Tael doesn't bolt on a separate eval product. An eval run is a normal trace, scores are metrics (tael_eval_score), judge notes are comments, and inputs/outputs are blobs — all the same primitives you already use for production debugging. Reports are just SQL queries over that telemetry.

This means the loop from "production failure" to "regression test" to "verified fix" stays inside one tool, on one data model.

Run an eval suite

tael eval run executes a command once per line of a JSONL case file, injecting eval identity and the OTLP endpoint into each child process so its spans land back in Tael tagged to the run:

tael eval run cases.jsonl --suite coding-regression \
  --cmd 'python run_case.py {case_id}' \
  --code-version $(git rev-parse --short HEAD)

The command template expands {case_id}, {case_index}, {run_id}, and {suite_id}. Each child sees TAEL_EVAL_SUITE_ID, TAEL_EVAL_RUN_ID, TAEL_EVAL_CASE_ID, TAEL_EVAL_CASE_INDEX, TAEL_EVAL_CASE_COUNT, TAEL_EVAL_CODE_VERSION, and OTEL_EXPORTER_OTLP_ENDPOINT.

Score the run

Scores are JSONL records ingested as tael_eval_score metric points:

tael eval score run_20260528_1710 scores.jsonl

Each line requires case_id, trace_id, metric, value, and scorer; optional fields include span_id, label, threshold, rationale_sha256, and source.

Inspect, report, compare

# List recent runs
tael eval runs

# Summary of one run: pass/fail counts, avg scores, cost
tael eval status run_20260528_1710

# Per-case breakdown and a rendered report
tael eval cases run_20260528_1710
tael eval report run_20260528_1710 --format table

# Diff a run against a baseline to catch regressions
tael eval compare run_20260528_1710 run_20260527_1710

Promote production failures into golden cases

The reliability loop: a real failure you found while debugging becomes a permanent test case.

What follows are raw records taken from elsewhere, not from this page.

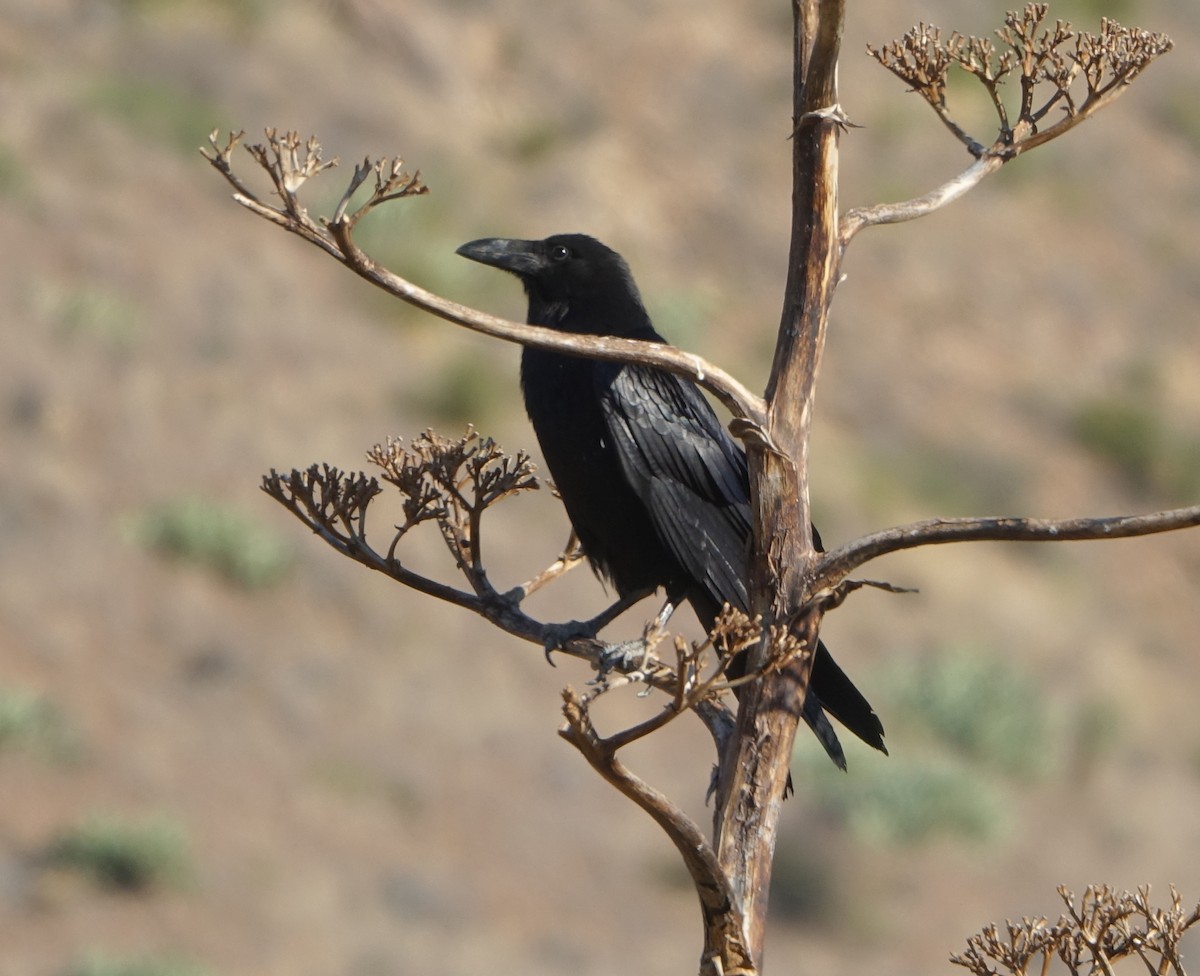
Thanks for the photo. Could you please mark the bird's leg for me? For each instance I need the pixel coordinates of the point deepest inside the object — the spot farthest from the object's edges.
(623, 656)
(555, 635)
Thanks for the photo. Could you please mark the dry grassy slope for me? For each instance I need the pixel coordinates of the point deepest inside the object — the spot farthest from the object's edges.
(372, 783)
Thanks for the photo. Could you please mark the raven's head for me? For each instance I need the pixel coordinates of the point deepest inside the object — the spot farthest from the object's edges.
(574, 282)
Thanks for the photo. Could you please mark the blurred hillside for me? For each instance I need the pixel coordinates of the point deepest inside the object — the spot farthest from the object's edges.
(225, 749)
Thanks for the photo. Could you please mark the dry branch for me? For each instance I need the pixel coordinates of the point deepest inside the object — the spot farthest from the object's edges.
(1056, 69)
(336, 238)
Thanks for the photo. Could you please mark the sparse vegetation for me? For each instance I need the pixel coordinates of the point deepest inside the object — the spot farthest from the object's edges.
(982, 706)
(34, 723)
(101, 963)
(219, 538)
(157, 113)
(905, 802)
(1132, 433)
(120, 854)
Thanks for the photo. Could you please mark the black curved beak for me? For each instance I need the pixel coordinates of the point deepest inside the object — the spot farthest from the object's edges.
(520, 257)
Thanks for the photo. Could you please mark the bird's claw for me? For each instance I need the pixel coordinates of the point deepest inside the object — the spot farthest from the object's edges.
(630, 658)
(555, 635)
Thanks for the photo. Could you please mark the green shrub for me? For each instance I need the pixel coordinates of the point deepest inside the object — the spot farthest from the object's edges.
(125, 855)
(1132, 433)
(100, 963)
(36, 724)
(982, 706)
(906, 802)
(216, 537)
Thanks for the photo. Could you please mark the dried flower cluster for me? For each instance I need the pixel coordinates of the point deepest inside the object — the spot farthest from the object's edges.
(1104, 928)
(1056, 66)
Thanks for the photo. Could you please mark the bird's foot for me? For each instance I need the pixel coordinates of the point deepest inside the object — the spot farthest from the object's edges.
(555, 635)
(628, 657)
(634, 660)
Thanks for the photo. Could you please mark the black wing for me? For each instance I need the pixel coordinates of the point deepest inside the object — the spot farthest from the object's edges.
(688, 472)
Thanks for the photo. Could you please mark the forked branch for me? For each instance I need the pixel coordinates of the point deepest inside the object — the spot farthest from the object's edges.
(289, 162)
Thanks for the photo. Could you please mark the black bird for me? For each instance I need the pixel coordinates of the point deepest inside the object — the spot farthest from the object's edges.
(655, 488)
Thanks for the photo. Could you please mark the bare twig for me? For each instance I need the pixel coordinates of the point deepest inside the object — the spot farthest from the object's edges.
(725, 951)
(1056, 66)
(834, 566)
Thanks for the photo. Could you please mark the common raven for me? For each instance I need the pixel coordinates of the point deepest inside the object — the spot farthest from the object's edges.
(655, 488)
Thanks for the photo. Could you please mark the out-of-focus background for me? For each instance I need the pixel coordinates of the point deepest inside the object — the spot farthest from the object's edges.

# Turn a production trace into a golden eval case
tael eval case add --from-trace abc123def456 --suite golden \
  --case-id refund_permission_denied_loop --failure-mode tool_error

# Link the case to a tracked issue
tael eval case link --case-id refund_permission_denied_loop --issue-id issue_001

# Audit a suite for hygiene: provenance, duplicates, cost risks
tael eval suite inspect golden

The floor-raising loop

production stumble   →  tael issue create        (classify the failure)
recurring issue      →  tael signal              (track it over time)
golden case          →  tael eval case add       (lock in a regression test)
fix + re-run         →  tael eval run / score
verify               →  tael eval compare        (did the floor rise?)
roll out             →  tael experiment compare  (confirm in production)

tael eval, tael issue, tael signal, and tael experiment all write structured trace comments and metrics under the hood — so an eval failure is queryable with the exact same commands as a production incident.